Total uranium from currently known deposits is estimated to be equivalent of 94,000 tons of yellow cake. It is estimated that it can support a nuclear power program of 10,000 MWe for a period of 40 years.

But all is not well on the uranium front. The Nuclear Power Corporation of India Limited (NPCIL), under the DAE, has acknowledged that the industry is facing a severe mismatch between the demand and supply of uranium.
A reactor of 220 MWe (which is the installed capacity of most operating reactors in the country) has to be initially loaded with about 61 tons of U3O8 as fuel. To maintain efficient performance, about 33 tons of fuel has to be replaced every year. Hence, to keep the reactors producing electricity at the maximum capacity factor, more than 700 tons of uranium oxide is required per year. However, the amount of uranium produced in 2006 was only about 260 tons. Hence, about 12 of the 17 plants which produced about 15.6 billion kilowatt-hours of electricity in 2006 have been working only at 50 to 70 per cent capacity factor against a capacity factor of 90 per cent.

Why so? According to the DAE, three positive developments have contributed to this mismatch. First, it is the rapid increase in the nuclear power program in the recent years. Secondly, with improvements in technology, the power plant capacity has steadily grown. Each reactor can now burn more uranium and produce more energy. Thirdly, the gestation period, that is - the time between the civil work and commissioning of the reactor - has been reduced from 10-12 years to 4-5 years. This has reduced the lead period for planning.

Unfortunately, there is also a negative side to the story. Though new deposits are being discovered, environmentalists, citizens' groups, NGOs and even political parties are raising objections to mining and processing activities. Pollution of water resources from uranium tailings, radiation hazards to people living in the vicinity, displacement of tribals, inadequate compensation for the land acquired, encroachment to reserve forest areas, etc. have all been cited as reasons. These problems have been affecting not only new sites but also working mines. The NPCIL has cautioned that delay in commissioning new mines and mills could lead to further fuel shortage and jeopardise the nuclear power program.

One may argue that the country has abundant resources of thorium which can be converted into fissile material in breeder reactors. However, nuclear scientists feel that the prerequisite for the thorium utilisation program is the setting up of at least 10,000 MWe capacity (PHWR).

The government is ambitious of increasing the nuclear power capacity to 50,000 MWe by 2032. The present technology of natural uranium fuel in pressurised heavy water reactors, on which most of the current Indian program is based, is not best suited for this quantum jump.

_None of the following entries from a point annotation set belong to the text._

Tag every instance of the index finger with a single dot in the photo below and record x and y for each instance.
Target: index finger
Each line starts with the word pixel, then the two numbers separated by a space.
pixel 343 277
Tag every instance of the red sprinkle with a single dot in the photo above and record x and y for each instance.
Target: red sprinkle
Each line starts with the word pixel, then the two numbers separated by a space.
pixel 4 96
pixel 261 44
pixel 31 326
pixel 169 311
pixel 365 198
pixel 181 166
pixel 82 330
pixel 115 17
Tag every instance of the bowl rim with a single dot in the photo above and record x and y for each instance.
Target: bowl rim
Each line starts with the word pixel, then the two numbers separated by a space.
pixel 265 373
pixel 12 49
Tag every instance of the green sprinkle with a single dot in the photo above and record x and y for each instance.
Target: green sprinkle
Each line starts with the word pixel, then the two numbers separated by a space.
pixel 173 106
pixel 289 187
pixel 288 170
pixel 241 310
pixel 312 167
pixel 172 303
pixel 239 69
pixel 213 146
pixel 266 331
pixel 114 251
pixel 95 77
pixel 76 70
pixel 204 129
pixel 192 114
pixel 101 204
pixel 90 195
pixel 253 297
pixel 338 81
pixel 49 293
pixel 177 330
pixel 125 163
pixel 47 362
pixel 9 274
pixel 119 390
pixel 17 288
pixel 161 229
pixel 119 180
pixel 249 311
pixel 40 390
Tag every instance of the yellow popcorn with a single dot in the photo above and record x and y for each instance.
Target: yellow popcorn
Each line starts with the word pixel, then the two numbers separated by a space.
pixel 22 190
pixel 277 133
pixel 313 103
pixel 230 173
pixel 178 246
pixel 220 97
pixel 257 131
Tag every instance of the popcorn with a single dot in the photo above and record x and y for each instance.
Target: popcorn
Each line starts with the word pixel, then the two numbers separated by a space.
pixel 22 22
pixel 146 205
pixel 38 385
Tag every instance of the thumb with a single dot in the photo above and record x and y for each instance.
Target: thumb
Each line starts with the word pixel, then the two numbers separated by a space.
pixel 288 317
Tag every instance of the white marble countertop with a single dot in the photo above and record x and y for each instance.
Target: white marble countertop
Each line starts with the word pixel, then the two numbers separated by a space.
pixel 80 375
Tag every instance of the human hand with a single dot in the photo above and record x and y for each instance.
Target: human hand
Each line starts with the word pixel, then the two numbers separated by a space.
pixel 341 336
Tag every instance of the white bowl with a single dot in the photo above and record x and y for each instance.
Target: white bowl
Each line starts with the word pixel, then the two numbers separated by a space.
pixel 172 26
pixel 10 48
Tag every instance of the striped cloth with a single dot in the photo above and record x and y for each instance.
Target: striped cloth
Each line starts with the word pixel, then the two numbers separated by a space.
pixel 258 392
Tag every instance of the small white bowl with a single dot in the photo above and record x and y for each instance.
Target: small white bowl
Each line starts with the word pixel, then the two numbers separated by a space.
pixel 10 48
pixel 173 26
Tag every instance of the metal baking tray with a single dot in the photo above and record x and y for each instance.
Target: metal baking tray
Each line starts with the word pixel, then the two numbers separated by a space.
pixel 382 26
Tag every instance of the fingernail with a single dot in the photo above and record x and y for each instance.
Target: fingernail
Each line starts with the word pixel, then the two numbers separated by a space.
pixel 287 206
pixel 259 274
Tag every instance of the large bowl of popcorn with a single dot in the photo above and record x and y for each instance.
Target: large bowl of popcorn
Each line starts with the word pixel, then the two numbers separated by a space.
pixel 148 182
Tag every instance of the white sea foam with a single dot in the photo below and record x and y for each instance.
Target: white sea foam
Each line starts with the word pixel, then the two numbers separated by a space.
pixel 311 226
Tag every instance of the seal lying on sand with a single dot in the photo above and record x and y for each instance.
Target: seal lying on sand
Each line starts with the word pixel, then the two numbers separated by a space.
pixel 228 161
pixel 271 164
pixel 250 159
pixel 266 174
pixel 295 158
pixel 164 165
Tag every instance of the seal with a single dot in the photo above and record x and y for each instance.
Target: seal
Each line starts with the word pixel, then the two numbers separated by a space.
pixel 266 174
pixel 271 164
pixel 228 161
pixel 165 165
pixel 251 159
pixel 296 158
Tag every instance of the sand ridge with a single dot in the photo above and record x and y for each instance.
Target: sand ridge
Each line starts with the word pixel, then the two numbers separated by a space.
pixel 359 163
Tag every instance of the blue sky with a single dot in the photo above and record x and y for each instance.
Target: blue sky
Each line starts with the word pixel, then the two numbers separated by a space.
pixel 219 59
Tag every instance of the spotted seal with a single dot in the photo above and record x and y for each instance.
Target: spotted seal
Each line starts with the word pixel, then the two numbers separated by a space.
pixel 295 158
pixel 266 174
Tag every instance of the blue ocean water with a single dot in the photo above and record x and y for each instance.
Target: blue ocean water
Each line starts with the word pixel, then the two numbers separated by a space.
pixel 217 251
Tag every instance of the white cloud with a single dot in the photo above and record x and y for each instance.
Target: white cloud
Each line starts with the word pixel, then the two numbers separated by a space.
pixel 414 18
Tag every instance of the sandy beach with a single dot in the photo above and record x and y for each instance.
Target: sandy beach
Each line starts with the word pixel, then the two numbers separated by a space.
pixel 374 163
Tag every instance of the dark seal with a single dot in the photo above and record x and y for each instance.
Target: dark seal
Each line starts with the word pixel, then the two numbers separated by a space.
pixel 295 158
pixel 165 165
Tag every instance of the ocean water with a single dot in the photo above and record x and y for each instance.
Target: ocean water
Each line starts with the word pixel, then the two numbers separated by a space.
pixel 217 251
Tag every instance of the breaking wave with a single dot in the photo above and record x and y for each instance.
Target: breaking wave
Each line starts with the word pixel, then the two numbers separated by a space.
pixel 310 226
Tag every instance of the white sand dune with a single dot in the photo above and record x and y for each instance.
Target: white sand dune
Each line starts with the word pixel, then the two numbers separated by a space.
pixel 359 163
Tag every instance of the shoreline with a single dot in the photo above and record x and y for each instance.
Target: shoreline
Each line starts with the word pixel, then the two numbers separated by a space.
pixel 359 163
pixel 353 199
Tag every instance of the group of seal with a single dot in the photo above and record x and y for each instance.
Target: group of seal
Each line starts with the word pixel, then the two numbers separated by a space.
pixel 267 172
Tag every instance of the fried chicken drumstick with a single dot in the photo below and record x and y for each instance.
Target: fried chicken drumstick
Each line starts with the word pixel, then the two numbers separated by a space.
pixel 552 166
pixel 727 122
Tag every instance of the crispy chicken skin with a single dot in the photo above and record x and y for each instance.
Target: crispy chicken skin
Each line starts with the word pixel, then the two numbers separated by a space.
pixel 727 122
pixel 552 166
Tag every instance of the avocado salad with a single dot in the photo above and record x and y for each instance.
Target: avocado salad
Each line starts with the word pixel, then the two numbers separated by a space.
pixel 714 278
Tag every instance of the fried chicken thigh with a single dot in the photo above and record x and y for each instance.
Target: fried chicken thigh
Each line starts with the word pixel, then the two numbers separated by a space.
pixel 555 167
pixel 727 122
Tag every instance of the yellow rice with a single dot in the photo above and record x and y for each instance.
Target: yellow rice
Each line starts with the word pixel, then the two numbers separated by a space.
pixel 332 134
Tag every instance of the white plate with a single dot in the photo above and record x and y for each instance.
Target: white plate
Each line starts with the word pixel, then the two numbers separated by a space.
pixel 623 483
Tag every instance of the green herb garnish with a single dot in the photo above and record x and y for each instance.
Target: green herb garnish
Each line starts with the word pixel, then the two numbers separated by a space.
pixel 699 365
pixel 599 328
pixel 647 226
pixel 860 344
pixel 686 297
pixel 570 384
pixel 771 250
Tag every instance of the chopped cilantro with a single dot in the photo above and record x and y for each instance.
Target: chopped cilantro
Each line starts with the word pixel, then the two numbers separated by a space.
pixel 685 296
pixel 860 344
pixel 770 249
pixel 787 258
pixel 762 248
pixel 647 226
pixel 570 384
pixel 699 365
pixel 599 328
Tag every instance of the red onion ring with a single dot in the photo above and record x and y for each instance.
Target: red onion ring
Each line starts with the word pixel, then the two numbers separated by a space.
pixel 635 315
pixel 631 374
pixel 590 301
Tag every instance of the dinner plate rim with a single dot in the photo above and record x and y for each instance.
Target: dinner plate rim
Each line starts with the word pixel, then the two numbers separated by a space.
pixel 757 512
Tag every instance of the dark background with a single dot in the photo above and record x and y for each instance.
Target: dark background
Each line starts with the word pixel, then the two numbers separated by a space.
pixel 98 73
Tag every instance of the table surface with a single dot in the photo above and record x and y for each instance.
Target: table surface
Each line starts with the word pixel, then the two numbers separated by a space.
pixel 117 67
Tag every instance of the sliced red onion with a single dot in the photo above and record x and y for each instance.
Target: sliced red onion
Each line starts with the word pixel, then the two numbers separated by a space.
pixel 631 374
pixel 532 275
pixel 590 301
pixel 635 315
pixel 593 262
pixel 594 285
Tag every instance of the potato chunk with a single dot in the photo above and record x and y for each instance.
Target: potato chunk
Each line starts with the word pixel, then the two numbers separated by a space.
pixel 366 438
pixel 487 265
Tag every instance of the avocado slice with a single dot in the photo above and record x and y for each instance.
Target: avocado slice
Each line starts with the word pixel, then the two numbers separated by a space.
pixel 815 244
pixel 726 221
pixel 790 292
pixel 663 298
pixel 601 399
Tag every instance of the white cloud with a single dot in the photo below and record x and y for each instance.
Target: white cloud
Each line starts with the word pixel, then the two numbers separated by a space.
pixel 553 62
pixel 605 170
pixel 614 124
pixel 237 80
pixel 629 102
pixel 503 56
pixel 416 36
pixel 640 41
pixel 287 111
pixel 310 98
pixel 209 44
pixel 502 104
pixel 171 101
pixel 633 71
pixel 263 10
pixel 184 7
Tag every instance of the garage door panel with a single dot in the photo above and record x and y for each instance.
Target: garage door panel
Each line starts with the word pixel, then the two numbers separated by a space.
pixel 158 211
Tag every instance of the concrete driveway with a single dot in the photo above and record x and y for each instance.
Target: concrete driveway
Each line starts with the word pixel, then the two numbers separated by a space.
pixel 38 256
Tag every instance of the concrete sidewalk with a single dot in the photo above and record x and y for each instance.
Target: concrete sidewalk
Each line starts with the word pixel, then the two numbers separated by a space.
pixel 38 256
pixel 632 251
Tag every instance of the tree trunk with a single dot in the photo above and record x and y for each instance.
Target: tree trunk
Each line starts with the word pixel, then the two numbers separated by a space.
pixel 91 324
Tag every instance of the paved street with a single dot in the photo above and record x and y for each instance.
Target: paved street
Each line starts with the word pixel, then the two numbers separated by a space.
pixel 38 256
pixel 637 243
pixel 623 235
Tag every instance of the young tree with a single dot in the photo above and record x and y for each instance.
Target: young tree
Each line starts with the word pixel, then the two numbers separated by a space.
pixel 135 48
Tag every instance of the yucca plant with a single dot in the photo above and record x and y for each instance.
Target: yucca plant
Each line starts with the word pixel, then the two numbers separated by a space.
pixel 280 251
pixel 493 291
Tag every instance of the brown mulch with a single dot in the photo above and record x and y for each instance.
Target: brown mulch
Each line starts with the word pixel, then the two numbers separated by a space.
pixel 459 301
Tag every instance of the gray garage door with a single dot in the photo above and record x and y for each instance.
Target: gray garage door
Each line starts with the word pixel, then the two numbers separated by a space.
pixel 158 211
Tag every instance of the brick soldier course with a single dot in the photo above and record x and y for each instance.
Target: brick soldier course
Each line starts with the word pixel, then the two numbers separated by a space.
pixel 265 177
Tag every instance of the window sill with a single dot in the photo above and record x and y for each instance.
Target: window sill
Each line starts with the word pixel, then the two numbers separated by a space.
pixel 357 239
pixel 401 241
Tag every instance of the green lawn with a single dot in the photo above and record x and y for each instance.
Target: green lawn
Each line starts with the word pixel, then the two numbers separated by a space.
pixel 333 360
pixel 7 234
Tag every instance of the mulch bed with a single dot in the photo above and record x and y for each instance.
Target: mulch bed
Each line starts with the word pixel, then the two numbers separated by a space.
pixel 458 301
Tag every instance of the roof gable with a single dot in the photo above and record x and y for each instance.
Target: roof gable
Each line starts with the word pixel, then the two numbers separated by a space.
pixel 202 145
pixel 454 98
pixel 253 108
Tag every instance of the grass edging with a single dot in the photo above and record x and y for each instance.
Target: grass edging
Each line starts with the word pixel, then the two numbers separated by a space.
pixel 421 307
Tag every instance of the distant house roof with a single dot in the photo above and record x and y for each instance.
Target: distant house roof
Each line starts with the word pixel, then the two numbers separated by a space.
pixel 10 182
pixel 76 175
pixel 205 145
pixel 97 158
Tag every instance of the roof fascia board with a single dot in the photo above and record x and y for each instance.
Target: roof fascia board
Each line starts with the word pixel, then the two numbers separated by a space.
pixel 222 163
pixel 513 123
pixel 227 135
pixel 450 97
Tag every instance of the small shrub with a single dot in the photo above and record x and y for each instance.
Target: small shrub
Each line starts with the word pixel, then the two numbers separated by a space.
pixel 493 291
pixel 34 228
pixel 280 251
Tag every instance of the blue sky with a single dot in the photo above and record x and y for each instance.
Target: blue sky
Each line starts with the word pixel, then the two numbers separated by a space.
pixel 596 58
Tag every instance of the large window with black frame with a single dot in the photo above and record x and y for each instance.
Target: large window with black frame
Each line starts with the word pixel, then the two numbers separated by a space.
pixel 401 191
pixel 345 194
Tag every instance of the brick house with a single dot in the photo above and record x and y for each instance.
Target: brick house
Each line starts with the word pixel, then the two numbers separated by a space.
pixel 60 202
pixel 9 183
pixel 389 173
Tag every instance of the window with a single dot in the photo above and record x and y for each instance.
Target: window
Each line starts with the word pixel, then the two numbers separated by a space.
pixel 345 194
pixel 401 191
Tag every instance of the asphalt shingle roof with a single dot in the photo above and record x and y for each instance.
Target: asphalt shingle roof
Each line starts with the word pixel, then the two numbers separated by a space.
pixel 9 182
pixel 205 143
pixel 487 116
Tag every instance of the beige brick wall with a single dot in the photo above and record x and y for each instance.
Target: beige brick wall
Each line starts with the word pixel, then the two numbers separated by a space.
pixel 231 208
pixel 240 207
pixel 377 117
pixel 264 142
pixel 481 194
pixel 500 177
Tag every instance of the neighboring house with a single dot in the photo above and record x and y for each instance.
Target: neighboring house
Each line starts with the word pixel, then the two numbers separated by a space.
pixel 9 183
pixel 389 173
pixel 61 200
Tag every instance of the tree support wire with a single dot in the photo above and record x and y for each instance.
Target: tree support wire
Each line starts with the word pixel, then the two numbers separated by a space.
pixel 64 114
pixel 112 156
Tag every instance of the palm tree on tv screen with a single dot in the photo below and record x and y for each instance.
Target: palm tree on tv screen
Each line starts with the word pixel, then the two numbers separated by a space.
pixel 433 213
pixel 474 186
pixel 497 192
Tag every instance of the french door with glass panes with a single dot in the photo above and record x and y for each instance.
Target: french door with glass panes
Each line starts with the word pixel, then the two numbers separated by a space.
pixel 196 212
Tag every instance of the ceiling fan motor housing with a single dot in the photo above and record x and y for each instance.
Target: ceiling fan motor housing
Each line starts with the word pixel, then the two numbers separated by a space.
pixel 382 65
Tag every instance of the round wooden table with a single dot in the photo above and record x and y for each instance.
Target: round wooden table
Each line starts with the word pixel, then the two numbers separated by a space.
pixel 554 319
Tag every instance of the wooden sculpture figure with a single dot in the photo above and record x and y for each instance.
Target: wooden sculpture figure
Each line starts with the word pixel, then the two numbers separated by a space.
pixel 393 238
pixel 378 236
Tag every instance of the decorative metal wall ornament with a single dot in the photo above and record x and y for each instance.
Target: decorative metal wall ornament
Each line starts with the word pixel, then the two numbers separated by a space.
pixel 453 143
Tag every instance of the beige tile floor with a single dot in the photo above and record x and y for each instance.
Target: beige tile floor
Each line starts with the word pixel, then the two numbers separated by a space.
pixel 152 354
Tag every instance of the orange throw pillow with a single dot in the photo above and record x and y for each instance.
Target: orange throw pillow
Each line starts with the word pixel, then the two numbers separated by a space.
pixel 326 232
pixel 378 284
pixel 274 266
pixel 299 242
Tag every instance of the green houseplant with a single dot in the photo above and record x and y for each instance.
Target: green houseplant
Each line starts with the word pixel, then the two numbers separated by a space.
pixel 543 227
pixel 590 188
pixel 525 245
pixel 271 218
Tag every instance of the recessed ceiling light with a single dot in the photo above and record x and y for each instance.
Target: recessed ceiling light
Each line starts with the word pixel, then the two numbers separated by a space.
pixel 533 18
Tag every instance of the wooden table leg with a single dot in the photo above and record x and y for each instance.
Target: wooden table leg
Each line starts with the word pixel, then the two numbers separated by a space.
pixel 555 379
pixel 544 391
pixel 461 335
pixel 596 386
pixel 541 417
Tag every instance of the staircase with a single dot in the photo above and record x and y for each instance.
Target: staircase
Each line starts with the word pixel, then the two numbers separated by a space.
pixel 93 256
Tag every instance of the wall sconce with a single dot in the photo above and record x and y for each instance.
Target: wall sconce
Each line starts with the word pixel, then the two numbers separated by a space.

Light water reactors with enriched Uranium-235 (to about three per cent) is the technology employed the world over. It may also help an earlier induction of the thorium cycle. However, India does not have enough expertise in light water technology.

Faced with this triple constraint of limited uranium deposits, opposition to uranium mining, and an urgent need for jacking up energy production, the government is seeking international cooperation in the supply of both fuel and technology.

The civil nuclear agreement between India and USA has to be viewed in this context.